Last year, the Legislature asked its analyst to consider ways to increase local control options over property tax dollars and studied to diminish the importance of sales tax to cities.

"Local finance reform will always have winners and losers," Legislative Analyst Elizabeth G. Hill told a press briefing at her Sacramento office. "You can become paralyzed looking for a perfect L.A. County solution." Hill's comment did not reassure Lakewood City Administrator Howard Chambers.

"To discount winners and losers is absurd," said Chambers, reached by phone at a California League of Cities meeting near Palm Springs. "We're wary of reform that is worse than the status quo.

"Here's where things are: We're being asked to trade a ham for two wienies - and then we'll all sit down and argue over whether the wienies have mustard."

Contract cities such as Lakewood, Bellflower and Cerritos fear they'll be on the losing side of the equation if some of Hill's proposed reforms become reality.

With little or no income from property taxes, these towns have hitched their financial futures to sales tax.

One of Hill's alternatives - she called it "Making Government Make Sense" - would shift control of sales tax to the state and allow cities and counties to decide how to spend property tax. Each community's property tax allocation would be set by the state, based on local need. Then, cities would be permitted to raise or lower their own property tax rate by a majority vote of their residents.

This would be a drastic change from the system established by Proposition 13, which sets the tax rate at 1 percent of a property's purchase price. The state tells counties how to parcel out property tax to schools, cities, special districts and themselves.

Sales tax, on the other hand, is collected by the state and shared with the city where the sale took place. The city gets to keep a penny of every dollar spent within its borders.

Cities such as Cerritos, which gets $21 million of its $61 million general fund from sales tax, want to see that money remain in town.

Another of Hill's alternatives, dubbed "Re-balance the Tax Burden," would also bring sweeping change.

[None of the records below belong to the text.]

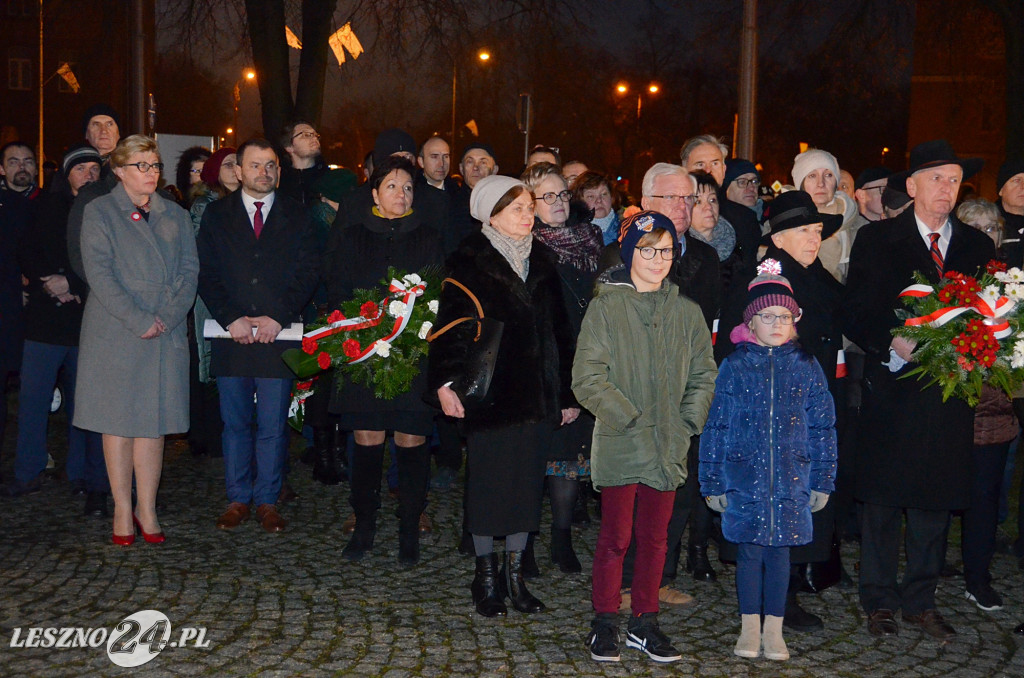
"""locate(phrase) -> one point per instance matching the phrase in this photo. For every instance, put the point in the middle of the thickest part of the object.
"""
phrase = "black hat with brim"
(796, 208)
(935, 154)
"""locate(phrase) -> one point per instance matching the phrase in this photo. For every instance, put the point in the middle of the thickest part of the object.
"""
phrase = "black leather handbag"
(472, 385)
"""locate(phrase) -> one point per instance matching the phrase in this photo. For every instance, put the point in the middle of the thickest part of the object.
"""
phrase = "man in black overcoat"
(258, 268)
(914, 455)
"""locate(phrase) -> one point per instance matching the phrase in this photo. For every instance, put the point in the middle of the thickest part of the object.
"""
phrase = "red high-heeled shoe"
(156, 538)
(123, 540)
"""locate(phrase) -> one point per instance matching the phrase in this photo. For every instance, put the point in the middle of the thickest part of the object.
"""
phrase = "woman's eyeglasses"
(145, 167)
(785, 319)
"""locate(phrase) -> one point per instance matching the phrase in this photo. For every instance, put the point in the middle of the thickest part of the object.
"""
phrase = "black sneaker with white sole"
(603, 638)
(985, 597)
(645, 635)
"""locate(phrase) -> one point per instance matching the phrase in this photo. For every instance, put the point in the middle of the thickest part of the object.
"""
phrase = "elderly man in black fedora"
(914, 455)
(797, 231)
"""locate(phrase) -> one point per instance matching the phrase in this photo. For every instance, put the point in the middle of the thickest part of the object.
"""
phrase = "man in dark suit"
(709, 154)
(258, 267)
(914, 455)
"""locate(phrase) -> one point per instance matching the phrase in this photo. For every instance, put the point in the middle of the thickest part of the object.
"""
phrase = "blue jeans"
(267, 447)
(40, 364)
(762, 579)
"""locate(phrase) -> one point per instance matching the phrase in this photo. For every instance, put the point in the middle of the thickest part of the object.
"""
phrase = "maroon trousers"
(653, 509)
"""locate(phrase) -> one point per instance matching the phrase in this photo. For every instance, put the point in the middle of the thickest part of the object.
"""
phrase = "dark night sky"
(414, 91)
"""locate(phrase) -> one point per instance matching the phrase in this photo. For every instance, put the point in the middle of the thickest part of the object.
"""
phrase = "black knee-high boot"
(365, 498)
(414, 469)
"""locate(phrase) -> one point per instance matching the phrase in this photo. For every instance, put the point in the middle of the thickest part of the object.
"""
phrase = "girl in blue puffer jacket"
(767, 455)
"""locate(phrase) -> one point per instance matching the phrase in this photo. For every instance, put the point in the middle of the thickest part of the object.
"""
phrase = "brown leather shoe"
(671, 596)
(883, 623)
(931, 622)
(236, 514)
(268, 517)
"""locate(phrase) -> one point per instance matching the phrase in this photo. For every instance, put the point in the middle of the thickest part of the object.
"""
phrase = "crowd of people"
(708, 359)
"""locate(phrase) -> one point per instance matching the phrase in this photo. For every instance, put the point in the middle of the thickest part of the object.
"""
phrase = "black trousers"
(978, 535)
(925, 541)
(450, 442)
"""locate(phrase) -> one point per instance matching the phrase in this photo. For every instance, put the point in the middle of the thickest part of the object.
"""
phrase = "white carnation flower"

Under this plan, each city would get a larger share of property tax and could increase or decrease its property tax rate. To compensate for higher property tax, the state sales tax rate would drop 1.25 percentage point.

(In Los Angeles County, that would mean a reduction from the current sales tax of 8.25 percent to 7 percent.) Also - a striking modification to Proposition 13 commercial property would be taxed on its current market value, rather than its value at the time it was purchased. Hill said this would resolve inequities resulting from the slower turnover of business properties, compared with residences.

The analyst did not recommend any alternative but suggested that the Legislature create a special committee to evaluate the possibilities and the tradeoffs each would entail. Whatever alternative is adopted, Chambers said, most cities don't expect the state to act in their best interest.

"We're dealing with a state government that stole our property tax money and has not paid it back -even in a time of tremendous surplus," he said. "We are suspicious and distrustful."